A variable performer, who needs the right parts and strong direction, actress-model Yang is at her most relaxed here, to Gu’s credit as a director: whether masticating on a juicy dumpling or patiently playing along with male antics, she gives a rom-com performance that’s among her best (Love You You 夏日乐悠悠, 2011; First Time 第一次, 2012) and chimes well with TV’s Chen, 29, as her nerdy admirer. Veteran theatre actress Wang Ji 王姬, 52, keeps popping up entertainingly as the mercurial investor who’s always changing her mind.

Widescreen cinematography by the versatile Yang Shu 杨述, who shot Gu’s Peacock, gives a slightly heightened feel to a variety of settings, from urban Beijing through Inner Mongolia’s grasslands to the characters’ apartments, in addition to the spoof sequences. Other technical credits are okay, with Hong Kong editor Chen Zhiwei 陈志伟 [Andy Chan] keeping everything to a tight 90-or-so minutes. But at the end of the day it’s the likeable ensemble by the cast that earns the film an extra point it otherwise wouldn’t merit.

CREDITS

Presented by Huayi Brothers Media (CN), TIK Films (Beijing) (CN), Huayi Brothers International (HK). Produced by Huayi Brothers Media (CN).

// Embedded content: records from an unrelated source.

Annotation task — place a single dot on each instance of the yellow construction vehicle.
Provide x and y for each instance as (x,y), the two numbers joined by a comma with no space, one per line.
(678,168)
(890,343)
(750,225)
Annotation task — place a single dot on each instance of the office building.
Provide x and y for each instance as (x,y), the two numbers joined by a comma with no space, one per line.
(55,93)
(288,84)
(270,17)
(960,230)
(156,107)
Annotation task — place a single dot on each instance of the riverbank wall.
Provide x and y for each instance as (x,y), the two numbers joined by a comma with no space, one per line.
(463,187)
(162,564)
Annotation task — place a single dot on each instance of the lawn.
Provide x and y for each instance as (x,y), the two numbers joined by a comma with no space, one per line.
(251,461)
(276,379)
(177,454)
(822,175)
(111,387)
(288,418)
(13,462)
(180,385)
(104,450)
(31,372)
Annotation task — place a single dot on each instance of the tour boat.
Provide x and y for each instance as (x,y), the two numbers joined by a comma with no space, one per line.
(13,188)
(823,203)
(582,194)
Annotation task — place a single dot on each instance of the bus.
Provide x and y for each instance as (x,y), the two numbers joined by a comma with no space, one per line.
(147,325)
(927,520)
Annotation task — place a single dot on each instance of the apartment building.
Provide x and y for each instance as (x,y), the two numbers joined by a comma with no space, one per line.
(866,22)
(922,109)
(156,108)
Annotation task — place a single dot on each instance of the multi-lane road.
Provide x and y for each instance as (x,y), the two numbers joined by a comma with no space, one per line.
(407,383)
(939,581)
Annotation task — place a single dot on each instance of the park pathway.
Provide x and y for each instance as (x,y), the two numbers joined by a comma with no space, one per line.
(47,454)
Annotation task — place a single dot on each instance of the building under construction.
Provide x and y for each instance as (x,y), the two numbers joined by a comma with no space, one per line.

Script: Gu Wei, Guo Fangfang, Yang Weiwei, Amber King. Photography: Yang Shu. Editing: Chen Zhiwei [Andy Chan]. Music: Chen Weilun, Zhang Kun, Liu Ye, Li Ruotian. Production design: Wang Weiyuan. Styling: Ma Defan. Sound: Li Wen, Gu Changning.

Cast: Yang Ying [Angelababy] (Chen Xi), Chen He (Sha Guo), Zhang Luyi (Huang Xiaogua), Cao Lu (Ma Dai), Jiang Ruijia (Xiaoqing, Huang Xiaogua’s girlfriend), Wang Ji (Miss Ma), Ju Hao (Datou), Tu Yanni (Monica, Datou’s bride), Jiang Wu (hotel security guard), Mao Amin (Beauty of Hengdian), Song Dongye (chuan seller), Wang Baoqiang (himself), Wang Jiajia (ghostly woman in white), Tong Dawei (apartment security guard), Jiang Wenli (landlady), Wen Zhang (Wang Xiaojian/Dr. Huang, mad doctor), Gu Changwei (roast duck chef).

Release: China, 24 Dec 2014; Hong Kong, tba.